The aims of this PhD thesis were:
To evaluate potential abnormalities in the regulating mechanisms of myocardial perfusion in type 2 diabetic patients without signs of cardiovascular disease. This included assessment of myocardial perfusion with positron emission tomography and [13N]ammonia 1) during rest, 2) during adenosine-induced maximal myocardial hyperaemia, and 3) during maximal myocardial hyperaemia combined with systemic blockade of a-receptors. Measurements were obtained at 2 different days in randomised order: One day with and one day without systemic inhibition of endogenous nitric oxide synthase (with L-NAME) and thereby of endothelial-dependent vasodilation.

To evaluate diastolic and systolic function of the left ventricle including performance of the longitudinal myocardial fibres at rest and during adenosine-induced maximal myocardial hyperaemia in type 2 diabetic patients compared to healthy control subjects (subgroups from study 1). Left ventricular function was assessed with conventional echocardiography and tissue Doppler imaging. The systolic function of the left ventricular function was correlated to myocardial perfusion.

To evaluate 3 years clinical outcome in diabetic patients with ST-segment elevation myocardial infarction (STEMI) randomised to primary angioplasty or fibrinolysis. Subgroup analyses of results from the DANAMI-2 database were done in patients with and without diabetes.

Study 1 showed that type 2 diabetic patients had a reduced hyperaemic myocardial perfusion compared to healthy control subjects. Endothelial and cardiac autonomic nerve function seemed to play a minimal role in the reduced hyperaemic myocardial perfusion. The well-known linear correlation between resting perfusion and cardiac work (reflected by rate-pressure product) in healthy subjects appeared to be abolished in type 2 diabetes and during NO-synthase inhibition.
Study 2 showed that type 2 diabetic patients had a reduced diastolic function and impaired function of the longitudinal myocardial muscle layers at rest. Maximal myocardial hyperaemia induced increase in contractility of the longitudinal muscle fibres in both groups while the diastolic function and global ejection fraction increased in the control subjects only. A significant positive correlation was found between myocardial perfusion and performance of the longitudinal fibres at rest and during hyperaemia in the diabetic patients while this correlation was found to be negative in the control group.
The results from study 3 showed that non-diabetic patients randomised to primary angioplasty had a highly significant reduction in reinfarction rate compared to non-diabetic patients randomised to fibrinolysis.

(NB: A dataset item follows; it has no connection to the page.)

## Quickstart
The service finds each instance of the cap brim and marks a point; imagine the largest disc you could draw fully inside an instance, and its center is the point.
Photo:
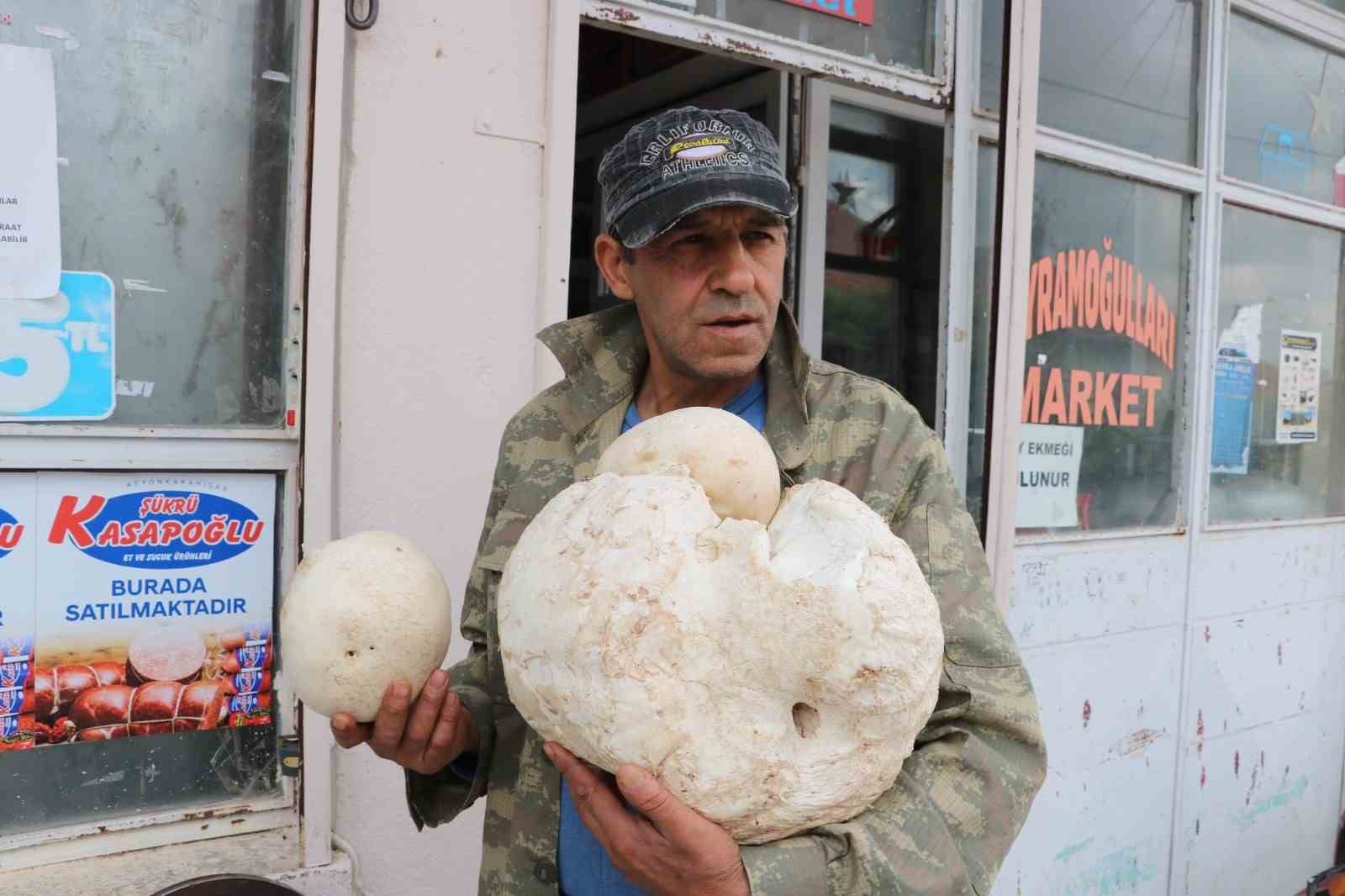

In contrast, diabetic patients had an increased reinfarction rate when randomised to primary angioplasty compared to fibrinolysis.

From these results it can be concluded that

  1. Endothelial and cardiac autonomic nerve function seems to play only a minimal role in the reduced hyperaemic myocardial perfusion in type 2 diabetic patients.
  2. The correlation between cardiac work and myocardial perfusion found in healthy control subjects seem to be disturbed by systemic NO synthase inhibition and in the type 2 diabetic state.
  3. Type 2 diabetic patients are unable to improve their impaired diastolic function and LVEF in response to myocardial hyperaemia while performance of the longitudinal myocardial layers increases.
  4. The longitudinal myocardial layers in type 2 diabetic patients show a clear dependency of global myocardial perfusion while the longitudinal function in healthy middle-aged control subjects seems much less prone to changes in myocardial perfusion.
  5. Diabetes mellitus may minimise or even abolish the beneficial effect of primary coronary angioplasty compared to fibrinolysis on the risk of clinical reinfarction after acute ST-segment elevation myocardial infarction.